I see no reason why there would be a doubt. However, the exact bound for Wiener's attack is not the subject of much scrutiny by the cryptanalysis research community, because:

  • Dan Boneh & Glenn Durfee's Cryptanalysis of RSA with Private Key $d$ Less than $N^{0.292}$ (in proceedings of Eurocrypt 1999) factors $N$ for $d$ significantly larger that Wiener's attack can, making Wiener's attack interesting only by it's relative simplicity.
  • Practice must use $d$ comfortably above these thresholds for security reasons. Thus it can only give a modest speed advantage compared to using the CRT method for the RSA private key operation, and then only if using this method, where essentially it lowers $d_p$ and $d_q$ (and, for two moduli of about equal size, makes $d_p=d_q$, which is far from reassuring from a security standpoint).
  • Practice uses small $e$ because it is widely considered safe and leads to fast public key operation, which is desirable.
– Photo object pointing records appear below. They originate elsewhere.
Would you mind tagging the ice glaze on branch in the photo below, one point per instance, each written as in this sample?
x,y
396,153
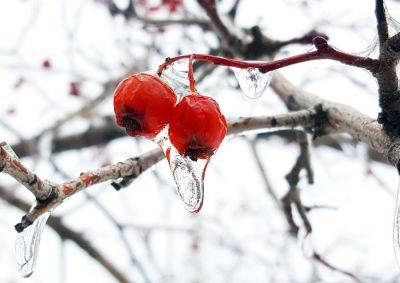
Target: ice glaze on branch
x,y
12,166
133,167
324,51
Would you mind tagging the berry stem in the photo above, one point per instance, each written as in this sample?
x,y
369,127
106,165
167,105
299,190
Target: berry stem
x,y
324,51
192,82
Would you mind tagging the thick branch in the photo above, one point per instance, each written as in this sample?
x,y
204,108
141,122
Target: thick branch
x,y
11,165
133,167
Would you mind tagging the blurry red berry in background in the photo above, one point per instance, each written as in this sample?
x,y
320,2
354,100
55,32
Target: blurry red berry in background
x,y
143,105
197,126
74,88
19,82
46,64
171,5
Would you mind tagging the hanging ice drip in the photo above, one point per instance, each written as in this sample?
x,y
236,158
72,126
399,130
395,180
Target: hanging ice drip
x,y
188,174
27,246
27,242
184,142
252,81
396,228
166,108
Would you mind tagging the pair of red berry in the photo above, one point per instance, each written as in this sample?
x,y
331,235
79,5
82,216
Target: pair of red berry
x,y
144,105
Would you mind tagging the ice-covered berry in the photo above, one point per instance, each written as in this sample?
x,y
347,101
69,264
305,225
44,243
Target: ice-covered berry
x,y
143,105
197,126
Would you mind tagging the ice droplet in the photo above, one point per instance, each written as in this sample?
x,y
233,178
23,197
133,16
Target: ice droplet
x,y
189,179
252,81
188,174
396,228
27,246
176,76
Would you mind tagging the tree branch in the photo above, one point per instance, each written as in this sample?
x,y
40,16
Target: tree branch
x,y
133,167
68,234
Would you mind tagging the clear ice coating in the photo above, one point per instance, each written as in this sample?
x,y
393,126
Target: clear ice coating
x,y
188,174
305,241
396,228
252,81
176,76
27,246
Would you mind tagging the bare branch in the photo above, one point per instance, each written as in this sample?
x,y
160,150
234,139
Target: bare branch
x,y
68,234
11,165
382,26
133,167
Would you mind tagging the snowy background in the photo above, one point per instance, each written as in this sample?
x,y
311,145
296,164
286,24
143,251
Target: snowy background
x,y
240,235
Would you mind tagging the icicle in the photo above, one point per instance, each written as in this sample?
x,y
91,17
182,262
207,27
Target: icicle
x,y
252,81
27,246
188,174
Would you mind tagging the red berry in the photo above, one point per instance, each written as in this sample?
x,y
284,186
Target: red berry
x,y
143,105
74,88
46,64
197,126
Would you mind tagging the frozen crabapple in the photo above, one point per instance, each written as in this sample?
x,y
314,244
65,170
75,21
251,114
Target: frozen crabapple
x,y
143,105
197,126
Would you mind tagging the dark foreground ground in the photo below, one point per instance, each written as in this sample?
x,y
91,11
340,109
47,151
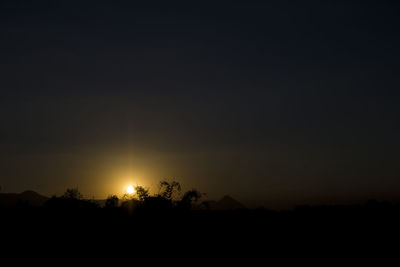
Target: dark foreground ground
x,y
328,231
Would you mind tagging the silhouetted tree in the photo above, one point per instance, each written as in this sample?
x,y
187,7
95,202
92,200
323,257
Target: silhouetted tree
x,y
112,201
72,193
168,189
142,193
188,198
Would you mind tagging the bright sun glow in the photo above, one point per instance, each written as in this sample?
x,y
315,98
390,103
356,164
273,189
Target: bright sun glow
x,y
130,190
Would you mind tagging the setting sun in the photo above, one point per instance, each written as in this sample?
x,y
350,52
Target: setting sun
x,y
130,189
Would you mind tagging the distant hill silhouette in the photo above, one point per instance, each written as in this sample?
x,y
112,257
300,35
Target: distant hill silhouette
x,y
226,203
30,198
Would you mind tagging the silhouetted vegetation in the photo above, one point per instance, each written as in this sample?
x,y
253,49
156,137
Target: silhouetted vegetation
x,y
170,214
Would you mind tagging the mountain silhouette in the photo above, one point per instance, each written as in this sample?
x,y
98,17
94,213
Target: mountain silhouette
x,y
226,203
29,198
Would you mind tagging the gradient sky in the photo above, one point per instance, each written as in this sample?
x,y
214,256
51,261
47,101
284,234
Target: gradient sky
x,y
276,103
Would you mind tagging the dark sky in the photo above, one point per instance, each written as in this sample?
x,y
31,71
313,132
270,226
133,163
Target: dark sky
x,y
274,103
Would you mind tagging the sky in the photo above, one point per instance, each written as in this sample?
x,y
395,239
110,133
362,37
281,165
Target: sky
x,y
275,103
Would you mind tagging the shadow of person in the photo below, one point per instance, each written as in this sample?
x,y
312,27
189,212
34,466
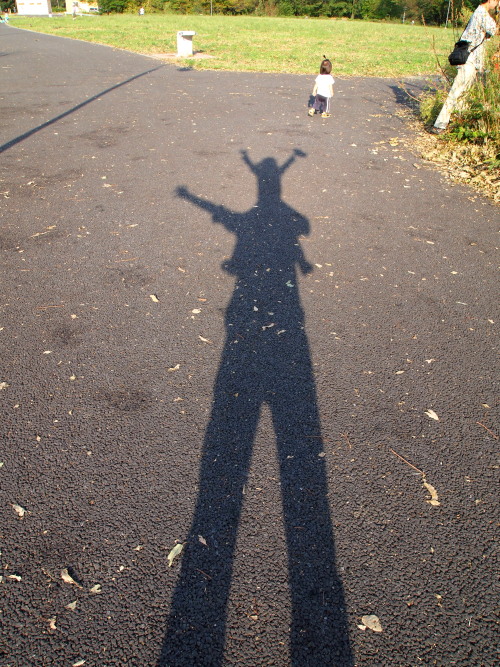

It follows $d$ is with practical certainty far above Wiener's $N^{0.25}$ and Boneh & Durfee's $N^{0.292}$ bound (unless we use a modulus with at least 4 prime factors and have these factors exactly one above some multiple of a large prime, with the later at least worrying from a security standpoint).

This does not answer the "how does this work" part of the Q.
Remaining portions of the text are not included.